The Limitations of Big Data in Cancer Care
There is little chance of escaping the spell that big data has cast over the healthcare industry. “Anytime you listen to any conference, just about every panel, just about every speaker at some point brings up the idea of the use of data for value based care, for value contracts, for quality measures, for new indications for drugs,” said Brad Hirsch, MD, Senior Medical Director, Flatiron Health, New York, NY, at the Sixth Annual Conference of the Association for Value-Based Cancer Care.
Although few could argue against the potential that big data brings to the table, how to systematically gather, organize, and utilize this information remains a work in progress. Dr Hirsch believes that a step in the right direction is the increased number of oncology practices that have adopted electronic health records (EHRs), but the issue of how to manage these structured and unstructured data remains.
Challenges of Accessing Big Data
Structured data that exist in the clinic include items such as a patient’s date of birth, demographic information, or drugs that were administered orally or intravenously.
As a genitourinary oncologist, Dr Hirsch said that the majority of patients he sees have already visited a primary care physician, a urologist, and a radiation oncologist. “They’ve seen a lot of people over time, and all of that is separated out,” he says. With structured data, Dr Hirsch is able to query a patient’s record and understand the basics of their health history. However, the preponderance of what truly matters is included in unstructured notes.
“Often, when a patient is seeing me, they’ve been diagnosed with prostate cancer for a decade. They’ve had a prostatectomy, they had a PSA [prostate serum antigen test] long ago, a Gleason score long ago. Best case scenario, that [information] may just be in the text of my notes. Again, there’s no way to query that, but critical if you’re understanding prognostic implications, how people do with different drugs,” he said.
“The reality is that the majority of records that I get aren’t necessarily even in my notes. They’re scanned documents that have been faxed to me. I’ve written on them. They’ve been scanned into the chart. They’re truly impossible to get access to at that point without sophisticated techniques,” he added.
Notes that are not written in but communicated in person or over the phone, such as when a patient dies, can also lead to bigger problems. According to Dr Hirsch, this is common, and deaths are often not reported in charts. The Social Security Death Index (SSDI) used to be a way to counter this, but the data they have are also poor, he said.
“If you were to look at SSDI, you would argue that there are fewer deaths every year from cancer, which we know, unfortunately, is not true,” Dr Hirsch said. “Then, if you look at it on a state-by-state basis…you see there are a number of states that have basically stopped reporting deaths over the last 5 years, or significantly less because of regulatory changes,” he added.
The question Dr Hirsch and his colleagues hope to tackle is how can we utilize data sources even if the information is not necessarily complete or accurate? They created a platform that aggregates and transforms data on a large scale.
Flatiron Health obtains their data from several sources, including EHRs, an analytic platform, and relationships with academic centers. More than 1.3 million active patients are in their network, with good geographic distribution.

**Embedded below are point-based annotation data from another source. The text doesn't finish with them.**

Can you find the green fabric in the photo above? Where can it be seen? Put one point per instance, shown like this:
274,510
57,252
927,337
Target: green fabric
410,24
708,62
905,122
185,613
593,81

To simplify the process of a traditional chart abstraction, which typically involves someone sitting down with a chart that is hundreds of pages long and trying to find the right information, Flatiron Health gives their experienced oncology nurses or tumor registrars a very specific task (eg, look at the disease stage), what document it may be contained in, and where it may be located within that document.
Incorporating the Patient’s Journey
For them, the process of getting a true sense of a patient’s journey involves looking at structured data, adding in unstructured data (like staging and test results), and then looking at mortality data from different sources, such as obituary data and nursing home data. Using this more complete information offers a more accurate picture than the SSDI, which, according to Dr Hirsch’s experience, is often severely underestimated.
“It shows the limitations of what we think are gold standards today,” he says. “The implication of this is that when groups are using SSDI for mortality analyses, what we found is that with our lung cancer cohort, which is a fairly up to date cohort, using SSDI alone we would guess that the average patient with non–small-cell lung cancer in our cohort has 2 and a half years [to live]. Unfortunately, anybody who knows the literature knows that that’s widely inaccurate, that it’s closer to a year. Ours is 14 months, and we’re closer to what expectation is in the literature, but it shows the implications of using data that are incomplete, and we don’t know the limitations of.”
Once structured, unstructured, and mortality data are combined, a derivation of key points of interest is conducted. Next, claims data are incorporated.
“In the end, it really becomes a very complex process to build this. Everybody is doing it a different way, and ours is just one example,” Dr Hirsch said. He highlighted that the use of real-world big data is still moving targets.
How can data be used? What is the optimal way to analyze data? How can you document things like end points? These are all questions Dr Hirsch and his colleagues are working to answer.
“How do you look at progression in real-world data? How do you look at response at real-world data to replicate clinical trials in a way that’s meaningful?” Dr Hirsch asks. “To do that, in a lot of ways when Flatiron was started, I think the belief was we’d be a data company. We’d make the data pretty, and hand it to everybody else. I think over time there’s the realization that there are huge limitations in the ability to do that.”